How foolish it seemed, all of a sudden. There was nothing wise or natural about Kit’s death.

Or Missy’s. How pathetic to steal from Tennyson – a poet Toby had never liked – to lend herself gravitas.

She saw how ridiculous it was, how ridiculous she was.

She touched the gold butterfly at her neck.

There is always hope of a reprieve. But it wasn’t true.

Toby was twenty-one, come of age, holding a degree and engaged to be married.

And what was she? An hysteric, writing scandalously inappropriate letters when he had told her in no unclear way that he blamed her, and despised her, and did not want to hear from her.

Theo was too tired to fight the despair that crashed over her. He would not read her letter. He had gone.

She fumbled about in the darkness for a rock of a suitable size, then crumpled her letter around it.

Dirtying the paper, smudging the ink. She tossed it into the deepest part of the pool, where it landed with a gulp and vanished.
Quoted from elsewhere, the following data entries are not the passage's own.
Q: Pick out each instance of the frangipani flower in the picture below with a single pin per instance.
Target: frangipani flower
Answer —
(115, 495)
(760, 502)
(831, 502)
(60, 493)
The words would never be read. Not by Toby, the goddess, or anyone else.

Theo stood up to leave, then turned and threw Tennyson in as well.

After the final written papers came a few wonderful weeks during which there was nothing to do but relax by the river, go rowing, and have picnics with friends.

Toby tried not to worry. He knew the exams had gone well; there hadn’t been a single moment when he’d stalled, or been blindsided by a question.

But anything less than first-class honours would feel like failure, and it made no difference how many people told him it only really mattered if one wanted a fellowship.

He didn’t want a fellowship. He just wanted to be the best.

‘Why does it matter so?’ Lily asked him, walking side by side across Elvet Bridge one day. ‘I won’t even be awarded a degree when I finish, no matter how well I do. But it’s still worth it, isn’t it? The opportunity to learn?’

‘It is,’ Toby said. For you, he added silently. ‘I just . . . A lot of people worked very hard and . . . made sacrifices, to send me here,’ he said. ‘If I do not do the very best I can, I’ll feel that I’ve let them all down.’

That wasn’t it at all, really; but it sounded good. The real reason, he suspected, was that he had nothing else.

‘Ah. So it’s duty?’ Lily said, and he could see she didn’t believe a word of it. ‘Any advances on what you might do next?’

‘No,’ he confessed, hiding the nervous jolt that always came with that question. ‘Something will come along.’

She sighed. ‘Indeed.’

All Toby knew was that he wasn’t going back to Hallewell.

Franke-Grosvenor hired a carriage and invited Tom and Toby on a day trip out of the city, to hike across moorland swathed in yellow gorse and pink heather.

They walked for miles, then flopped down beside a stream to a lunch of pork pies and gherkins.

Toby watched cloud shadows slide silently over the distant hills, and felt his mind unfurl.

The world was still there, waiting for him. He need not be anxious about it.

He knew he needed to get on and propose to Lily, so he took her out in a punt the next day, as she had once suggested.

The river was low, and he poled them upstream with no real effort, and Lily kept her side of the bargain by draping herself very elegantly over the seat, though with her nose stuck in a book.

Cramming for her first-year exams. She seemed put out, as though the punt wasn’t all that she’d hoped for.

Or, he began to suspect, as though he wasn’t all that she’d hoped for.